The purpose of drawing a table is to deduce and complete the state transfer. Each cell in the table is a small problem and filling the table in solving the problem.

Usually, the bottom right corner of the table is the maximum size of the problem, which is the size we want to solve.

For example, if we use dynamic programming to solve the backpack problem, we are, in fact, constantly asking, based on the previous small problem A[i – 1][j] A[i – 1][w – wj].

Should choose it or not, as the judgment of the criteria is straightforward, is the maximum value. Hence, we have to do is for the choice and not choose two cases respectively to find the value, take the maximum, and finally update the cell.

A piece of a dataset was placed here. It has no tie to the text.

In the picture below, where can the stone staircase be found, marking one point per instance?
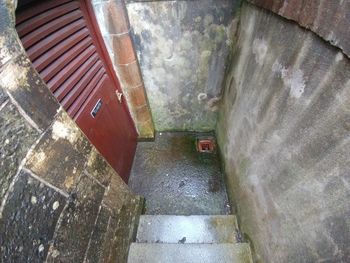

Most of the dynamic programming problem sets are “choose.” or “do not choose”, that is, a “choice”. Most dynamic programming problems are accompanied by space optimization (rolling arrays),

which is the advantage of dynamic programming over traditional memorized recursion.

To summarize.

When you learn dynamic programming, you can first try to use mnemonic recursion to solve it. Then convert it to dynamic programming so that you can practice it a few more times and get a feel for it. After that, you can practice rolling arrays. This technique is beneficial and relatively simple.

The hard part of comparing dynamic programming is enumerating such states (no duplicates) and finding state transfer equations.

If you can only remember one phrase, remember that recursion is working backward from the result of the problem until the problem is in size to the ordinary. Dynamic programming starts from the ordinary and scales up to the optimal substructure.